Quantitative analysis of P. tricornutum glycerolipids. Lipids from Pt1 cells grown in a replete medium (10N10P) were extracted, separated by TLC, and analyzed as described in “Materials and Methods.” A, Global FA profile in a total lipid extract. FA proportions are given in percentages. B, Quantitative analysis of the various glycerolipids identified after TLC separation. Glycerolipids are expressed in nmol 10⁻⁶ cells and not as the summed FA content in each class. Each result is the average of three biological replicates ± sd. ASQ, 20:5-Acyl-SQDG; FFA, free FAs.

Figure 5.

Molar profiles of FAs in PC, DAG, TAG, MGDG, and SQDG. Lipids from Pt1 cells grown in a replete medium (10N10P) were extracted, separated by TLC, and analyzed for their FAs as described in “Materials and Methods.” Note that a cross contamination is possible between SQDG and PC due to the proximity of the TLC spots, leading to moderate enrichment of 20:5 in SQDG and 14:0 in PC. Each result is the average of three biological replicates ± sd.

Figure 6.

Quantitative analysis of FAs and glycerolipids in P. tricornutum grown in nutrient-replete conditions or in medium devoid of either N or P. Lipids from Pt1 cells grown either in a replete medium (10N10P; black) or in medium deprived of N (0N10P; blue) or P (10N0P; red) were extracted, separated by TLC, and quantified as described in “Materials and Methods.” To avoid any N deficiency in 10N10P or 10N0P culture, media were replaced by fresh ESAW 10N10P or 10N0P medium every 3 d.

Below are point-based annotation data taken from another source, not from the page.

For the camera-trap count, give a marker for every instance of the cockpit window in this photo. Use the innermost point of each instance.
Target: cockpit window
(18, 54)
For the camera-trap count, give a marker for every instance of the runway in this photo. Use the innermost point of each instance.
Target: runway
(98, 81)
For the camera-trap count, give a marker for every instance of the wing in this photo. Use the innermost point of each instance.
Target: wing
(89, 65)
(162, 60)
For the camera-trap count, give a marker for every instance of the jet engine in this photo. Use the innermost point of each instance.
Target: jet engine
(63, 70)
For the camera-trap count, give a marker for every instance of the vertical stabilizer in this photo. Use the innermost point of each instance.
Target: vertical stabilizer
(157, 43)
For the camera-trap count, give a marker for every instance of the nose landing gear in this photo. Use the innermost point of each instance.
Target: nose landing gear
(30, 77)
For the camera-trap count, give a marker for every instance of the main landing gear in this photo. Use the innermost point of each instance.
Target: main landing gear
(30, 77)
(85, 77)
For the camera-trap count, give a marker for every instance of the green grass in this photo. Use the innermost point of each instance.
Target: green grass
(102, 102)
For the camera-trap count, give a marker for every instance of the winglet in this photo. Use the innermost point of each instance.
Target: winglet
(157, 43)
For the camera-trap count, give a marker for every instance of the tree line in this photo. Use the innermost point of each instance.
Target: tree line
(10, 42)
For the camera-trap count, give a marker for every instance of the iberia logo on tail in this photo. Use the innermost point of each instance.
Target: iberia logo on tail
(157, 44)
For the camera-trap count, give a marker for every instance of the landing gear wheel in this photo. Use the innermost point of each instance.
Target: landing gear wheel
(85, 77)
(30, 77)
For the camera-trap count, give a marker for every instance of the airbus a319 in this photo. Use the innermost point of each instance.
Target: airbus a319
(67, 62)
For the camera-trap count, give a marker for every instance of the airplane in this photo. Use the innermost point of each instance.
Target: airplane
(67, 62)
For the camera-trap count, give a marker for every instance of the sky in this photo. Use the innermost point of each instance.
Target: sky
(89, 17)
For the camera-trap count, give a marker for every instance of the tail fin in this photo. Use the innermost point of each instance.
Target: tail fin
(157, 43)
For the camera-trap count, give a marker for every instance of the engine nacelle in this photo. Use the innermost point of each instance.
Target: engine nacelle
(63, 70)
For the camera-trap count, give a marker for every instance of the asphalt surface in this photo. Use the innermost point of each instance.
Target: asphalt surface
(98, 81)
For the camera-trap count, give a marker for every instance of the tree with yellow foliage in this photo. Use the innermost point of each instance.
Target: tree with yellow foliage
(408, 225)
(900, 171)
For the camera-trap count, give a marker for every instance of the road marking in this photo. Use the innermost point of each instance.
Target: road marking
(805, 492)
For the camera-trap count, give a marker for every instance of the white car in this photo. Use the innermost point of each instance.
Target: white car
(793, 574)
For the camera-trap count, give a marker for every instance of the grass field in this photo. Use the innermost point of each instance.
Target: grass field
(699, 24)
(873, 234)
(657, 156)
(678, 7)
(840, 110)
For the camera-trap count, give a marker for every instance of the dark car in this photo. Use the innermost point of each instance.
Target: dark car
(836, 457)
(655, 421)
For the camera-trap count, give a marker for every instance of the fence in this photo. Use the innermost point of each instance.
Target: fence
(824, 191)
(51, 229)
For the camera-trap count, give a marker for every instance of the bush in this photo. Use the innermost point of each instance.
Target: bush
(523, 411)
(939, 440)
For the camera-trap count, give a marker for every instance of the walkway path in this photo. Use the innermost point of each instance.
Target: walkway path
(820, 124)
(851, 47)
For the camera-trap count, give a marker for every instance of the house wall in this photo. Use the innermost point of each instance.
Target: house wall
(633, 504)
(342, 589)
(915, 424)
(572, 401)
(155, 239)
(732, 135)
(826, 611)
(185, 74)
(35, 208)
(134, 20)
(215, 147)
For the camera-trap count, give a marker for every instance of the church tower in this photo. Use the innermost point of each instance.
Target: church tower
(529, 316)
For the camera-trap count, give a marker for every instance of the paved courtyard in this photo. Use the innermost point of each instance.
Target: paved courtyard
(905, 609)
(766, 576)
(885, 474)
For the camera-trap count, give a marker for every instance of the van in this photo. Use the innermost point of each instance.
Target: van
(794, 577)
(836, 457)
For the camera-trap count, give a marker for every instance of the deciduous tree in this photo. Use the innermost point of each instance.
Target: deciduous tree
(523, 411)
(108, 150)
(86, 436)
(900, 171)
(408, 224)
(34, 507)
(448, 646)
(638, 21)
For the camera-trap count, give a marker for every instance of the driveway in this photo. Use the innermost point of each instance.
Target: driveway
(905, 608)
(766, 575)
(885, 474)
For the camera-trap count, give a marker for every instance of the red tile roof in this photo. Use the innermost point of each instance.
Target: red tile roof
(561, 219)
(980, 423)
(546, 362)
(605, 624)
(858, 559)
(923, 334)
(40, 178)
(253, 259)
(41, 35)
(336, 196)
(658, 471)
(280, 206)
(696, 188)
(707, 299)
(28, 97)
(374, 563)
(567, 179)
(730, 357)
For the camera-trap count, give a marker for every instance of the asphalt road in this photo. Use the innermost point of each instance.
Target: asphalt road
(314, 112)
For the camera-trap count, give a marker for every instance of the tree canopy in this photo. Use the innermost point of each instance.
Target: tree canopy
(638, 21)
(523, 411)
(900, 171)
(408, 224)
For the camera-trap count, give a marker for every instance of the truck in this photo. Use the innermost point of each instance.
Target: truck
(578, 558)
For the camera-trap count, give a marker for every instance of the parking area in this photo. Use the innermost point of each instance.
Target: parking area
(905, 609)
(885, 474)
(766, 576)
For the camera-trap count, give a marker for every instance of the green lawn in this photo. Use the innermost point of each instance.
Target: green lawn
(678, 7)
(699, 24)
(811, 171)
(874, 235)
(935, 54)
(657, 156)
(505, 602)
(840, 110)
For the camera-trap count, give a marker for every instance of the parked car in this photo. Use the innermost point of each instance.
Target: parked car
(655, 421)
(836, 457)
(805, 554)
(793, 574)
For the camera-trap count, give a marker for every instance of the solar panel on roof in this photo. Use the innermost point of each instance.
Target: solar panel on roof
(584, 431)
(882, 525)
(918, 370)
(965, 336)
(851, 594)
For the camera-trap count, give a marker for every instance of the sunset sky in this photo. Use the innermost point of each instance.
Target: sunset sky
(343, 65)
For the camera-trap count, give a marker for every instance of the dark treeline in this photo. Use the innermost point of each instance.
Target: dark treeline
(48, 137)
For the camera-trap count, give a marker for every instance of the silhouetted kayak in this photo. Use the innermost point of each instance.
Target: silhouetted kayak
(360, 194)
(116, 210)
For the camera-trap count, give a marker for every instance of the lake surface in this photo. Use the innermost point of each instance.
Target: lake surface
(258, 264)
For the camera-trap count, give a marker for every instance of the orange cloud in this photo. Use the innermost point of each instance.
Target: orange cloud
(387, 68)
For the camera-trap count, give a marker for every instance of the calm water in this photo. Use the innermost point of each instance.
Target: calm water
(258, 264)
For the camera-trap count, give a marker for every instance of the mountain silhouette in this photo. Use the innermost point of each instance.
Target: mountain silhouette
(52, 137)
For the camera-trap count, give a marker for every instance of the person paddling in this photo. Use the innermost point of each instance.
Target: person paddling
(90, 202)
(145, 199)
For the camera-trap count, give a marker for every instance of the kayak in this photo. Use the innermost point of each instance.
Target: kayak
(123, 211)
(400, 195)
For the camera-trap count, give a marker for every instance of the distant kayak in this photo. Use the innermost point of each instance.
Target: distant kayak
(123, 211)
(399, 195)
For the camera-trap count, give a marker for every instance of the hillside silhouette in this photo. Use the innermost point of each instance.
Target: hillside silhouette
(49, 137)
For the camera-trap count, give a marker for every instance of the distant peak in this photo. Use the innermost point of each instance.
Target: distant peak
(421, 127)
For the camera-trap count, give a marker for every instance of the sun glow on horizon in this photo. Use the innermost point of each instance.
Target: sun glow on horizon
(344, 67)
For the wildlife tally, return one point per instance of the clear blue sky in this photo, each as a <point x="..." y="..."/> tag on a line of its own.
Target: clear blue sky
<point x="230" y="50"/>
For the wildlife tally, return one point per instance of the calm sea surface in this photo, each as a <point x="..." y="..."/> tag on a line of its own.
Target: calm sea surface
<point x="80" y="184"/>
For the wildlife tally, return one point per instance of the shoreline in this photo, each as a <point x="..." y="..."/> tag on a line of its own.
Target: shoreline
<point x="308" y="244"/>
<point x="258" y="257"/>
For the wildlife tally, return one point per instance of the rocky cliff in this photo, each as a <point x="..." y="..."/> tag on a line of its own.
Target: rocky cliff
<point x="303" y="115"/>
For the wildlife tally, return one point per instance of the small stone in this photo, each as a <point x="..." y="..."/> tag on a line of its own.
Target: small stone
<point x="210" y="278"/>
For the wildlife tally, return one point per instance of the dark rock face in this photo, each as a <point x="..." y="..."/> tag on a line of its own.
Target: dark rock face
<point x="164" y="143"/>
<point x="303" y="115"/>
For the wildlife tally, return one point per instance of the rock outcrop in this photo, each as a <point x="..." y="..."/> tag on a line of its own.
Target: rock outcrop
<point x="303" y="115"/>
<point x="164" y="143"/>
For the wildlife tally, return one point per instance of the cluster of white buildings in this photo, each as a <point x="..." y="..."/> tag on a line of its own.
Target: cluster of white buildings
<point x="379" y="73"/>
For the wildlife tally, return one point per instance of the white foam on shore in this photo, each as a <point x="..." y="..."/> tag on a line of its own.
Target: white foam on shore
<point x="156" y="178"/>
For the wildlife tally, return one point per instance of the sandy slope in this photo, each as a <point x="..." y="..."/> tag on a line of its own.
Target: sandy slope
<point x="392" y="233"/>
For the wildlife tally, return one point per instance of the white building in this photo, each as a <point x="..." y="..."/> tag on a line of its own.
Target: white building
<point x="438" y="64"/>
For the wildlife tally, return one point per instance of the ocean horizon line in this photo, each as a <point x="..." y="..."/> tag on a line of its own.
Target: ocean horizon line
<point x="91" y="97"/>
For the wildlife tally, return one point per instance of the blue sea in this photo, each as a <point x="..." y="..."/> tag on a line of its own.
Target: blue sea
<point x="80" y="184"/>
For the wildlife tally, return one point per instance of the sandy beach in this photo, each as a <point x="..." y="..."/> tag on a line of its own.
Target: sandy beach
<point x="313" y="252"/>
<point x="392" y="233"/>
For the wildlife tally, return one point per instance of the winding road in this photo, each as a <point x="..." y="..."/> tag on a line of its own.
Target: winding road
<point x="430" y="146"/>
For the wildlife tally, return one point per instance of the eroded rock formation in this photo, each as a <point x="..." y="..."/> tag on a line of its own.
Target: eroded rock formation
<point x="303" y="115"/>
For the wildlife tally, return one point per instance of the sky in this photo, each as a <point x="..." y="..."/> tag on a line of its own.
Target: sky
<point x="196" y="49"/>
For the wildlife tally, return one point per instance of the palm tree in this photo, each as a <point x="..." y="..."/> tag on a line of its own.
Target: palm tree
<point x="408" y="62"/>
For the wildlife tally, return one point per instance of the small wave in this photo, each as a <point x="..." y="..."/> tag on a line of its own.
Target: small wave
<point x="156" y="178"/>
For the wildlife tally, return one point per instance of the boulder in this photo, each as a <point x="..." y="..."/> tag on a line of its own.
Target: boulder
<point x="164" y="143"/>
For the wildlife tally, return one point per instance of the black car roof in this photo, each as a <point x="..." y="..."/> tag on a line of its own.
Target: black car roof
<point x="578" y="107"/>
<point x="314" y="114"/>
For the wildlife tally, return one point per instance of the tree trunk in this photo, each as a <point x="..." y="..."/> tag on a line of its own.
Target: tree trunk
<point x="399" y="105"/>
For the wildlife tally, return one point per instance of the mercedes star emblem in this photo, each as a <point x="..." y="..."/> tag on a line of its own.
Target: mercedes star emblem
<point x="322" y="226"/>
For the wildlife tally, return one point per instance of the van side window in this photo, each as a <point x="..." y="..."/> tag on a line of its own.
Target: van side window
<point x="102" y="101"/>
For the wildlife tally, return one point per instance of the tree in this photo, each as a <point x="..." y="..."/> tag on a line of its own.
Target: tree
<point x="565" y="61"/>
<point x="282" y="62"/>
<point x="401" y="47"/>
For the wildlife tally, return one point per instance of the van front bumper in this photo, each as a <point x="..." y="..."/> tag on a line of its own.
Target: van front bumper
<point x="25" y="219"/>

Lipids were analyzed after 5 d of cultivation in replete conditions (black bars), N starvation (red bars), or after 13 d for P starvation (blue bars). A, Changes in glycerolipid content. Note that in the P-depleted condition, phospholipids were not detectable. B, Changes in FA content. C, FA profile in TAG. Each result is the average of three biological replicates ± sd. ASQ, Acyl-SQDG; FFA, free FAs.

Figure 7.

Distribution of 16:1 and 25:0 FAs in the glycerolipid classes of P. tricornutum grown in nutrient-replete conditions or in medium devoid of either N or P. Lipids from Pt1 cells grown in a replete medium (10N10P) were extracted, separated by TLC, and quantified as described in “Materials and Methods.” Lipids were analyzed after 5 d of cultivation in replete condition (black bars), N starvation (red bars), or after 13 d of P starvation (blue bars). A, Quantitative distribution of 16:1 in the major glycerolipid classes. B, Quantitative distribution of 25:0 in the major glycerolipid classes. Each result is the average of three biological repeats ± sd.